God, I wish one of them were here.
Finn, with his warmth and soft hands and the way he talks like he’s trying to build a room out of comfort.
Atlas, with his quiet gravity and the way he holds the world back with his shoulders.
Kael, with his calm, steady voice and the way he looks at problems like he can dismantle them piece by piece.
I shouldn’t need all three of them.
I shouldn’t want to.
But I do.
And the wanting feels terrifying in its own way.

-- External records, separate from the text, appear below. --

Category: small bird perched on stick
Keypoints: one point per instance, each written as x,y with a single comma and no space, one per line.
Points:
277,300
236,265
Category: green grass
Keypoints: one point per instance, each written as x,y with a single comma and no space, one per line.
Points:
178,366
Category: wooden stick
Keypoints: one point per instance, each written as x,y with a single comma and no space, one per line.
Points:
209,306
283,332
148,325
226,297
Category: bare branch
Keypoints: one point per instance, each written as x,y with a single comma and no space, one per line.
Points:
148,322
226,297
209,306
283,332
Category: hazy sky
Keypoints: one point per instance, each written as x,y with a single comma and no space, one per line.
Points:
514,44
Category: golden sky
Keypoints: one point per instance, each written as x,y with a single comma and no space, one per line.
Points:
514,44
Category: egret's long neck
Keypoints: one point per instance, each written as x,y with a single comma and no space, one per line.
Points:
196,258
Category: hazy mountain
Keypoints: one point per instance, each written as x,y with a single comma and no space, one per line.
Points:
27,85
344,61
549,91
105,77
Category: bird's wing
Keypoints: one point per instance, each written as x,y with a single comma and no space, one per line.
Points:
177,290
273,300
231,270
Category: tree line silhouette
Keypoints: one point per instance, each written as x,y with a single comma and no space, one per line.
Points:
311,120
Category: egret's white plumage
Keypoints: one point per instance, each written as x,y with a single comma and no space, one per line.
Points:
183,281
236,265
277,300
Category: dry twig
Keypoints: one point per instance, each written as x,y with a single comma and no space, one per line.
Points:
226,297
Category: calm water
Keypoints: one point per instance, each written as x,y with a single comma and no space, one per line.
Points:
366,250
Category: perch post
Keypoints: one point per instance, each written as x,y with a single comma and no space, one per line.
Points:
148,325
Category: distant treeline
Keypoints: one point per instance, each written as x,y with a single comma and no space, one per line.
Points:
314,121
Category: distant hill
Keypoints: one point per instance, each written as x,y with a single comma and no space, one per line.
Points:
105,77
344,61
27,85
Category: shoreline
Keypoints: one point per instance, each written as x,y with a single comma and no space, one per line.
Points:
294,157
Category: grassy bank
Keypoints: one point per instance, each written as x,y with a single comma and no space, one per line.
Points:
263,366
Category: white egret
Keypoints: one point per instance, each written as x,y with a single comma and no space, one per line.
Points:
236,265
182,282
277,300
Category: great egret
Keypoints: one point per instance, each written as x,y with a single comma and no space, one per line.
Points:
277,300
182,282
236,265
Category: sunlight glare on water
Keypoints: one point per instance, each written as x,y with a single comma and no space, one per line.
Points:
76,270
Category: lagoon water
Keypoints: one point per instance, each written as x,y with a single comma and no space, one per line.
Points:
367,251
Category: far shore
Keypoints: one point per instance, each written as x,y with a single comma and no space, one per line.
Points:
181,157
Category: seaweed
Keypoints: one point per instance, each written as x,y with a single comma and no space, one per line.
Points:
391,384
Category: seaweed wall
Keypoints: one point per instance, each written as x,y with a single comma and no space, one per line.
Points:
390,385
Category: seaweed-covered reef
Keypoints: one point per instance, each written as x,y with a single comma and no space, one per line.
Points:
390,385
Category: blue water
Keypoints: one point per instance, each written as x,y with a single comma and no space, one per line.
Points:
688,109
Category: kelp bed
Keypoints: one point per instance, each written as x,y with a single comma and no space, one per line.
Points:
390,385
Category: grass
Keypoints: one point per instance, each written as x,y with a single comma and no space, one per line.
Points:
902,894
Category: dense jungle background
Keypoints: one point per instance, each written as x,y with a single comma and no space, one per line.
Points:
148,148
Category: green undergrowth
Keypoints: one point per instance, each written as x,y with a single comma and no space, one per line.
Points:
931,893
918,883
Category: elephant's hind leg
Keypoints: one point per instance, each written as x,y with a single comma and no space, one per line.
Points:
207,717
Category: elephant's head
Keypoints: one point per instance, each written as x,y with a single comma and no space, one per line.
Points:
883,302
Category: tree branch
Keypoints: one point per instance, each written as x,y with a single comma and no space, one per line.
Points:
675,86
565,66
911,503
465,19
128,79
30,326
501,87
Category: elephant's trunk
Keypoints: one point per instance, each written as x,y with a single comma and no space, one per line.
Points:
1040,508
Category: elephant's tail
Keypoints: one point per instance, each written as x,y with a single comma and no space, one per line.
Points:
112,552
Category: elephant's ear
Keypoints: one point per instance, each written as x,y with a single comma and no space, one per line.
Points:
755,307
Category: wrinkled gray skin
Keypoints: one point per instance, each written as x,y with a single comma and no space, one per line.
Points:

I wipe my eyes fast and drag in a breath.It doesn’t settle the ache.
Another buzz.
This one is my phone.
Not the intercom.
My phone.
Except—
I turned it off.
I stare at the drawer on the entertainment stand where I shoved it before coming home.The faintest slice of light seeps through the seam.
It turned itself back on.
Or I didn’t hold the button long enough.
Or—
My stomach heaves.
I can’t do this alone.
I stand.
Stumble.
Grab the phone with shaking fingers.I want to throw it against the wall.Want to drop it in the sink and run water until it dies.
But I hold it.
I hold it...and I do the hardest thing I’ve done in years.
I say the one word I told the boys would be my signal.
“Hydrate,” I whisper into the empty room.
And then I press the power button again, holding it until the light dies.
My breath collapses out of me, a broken thing.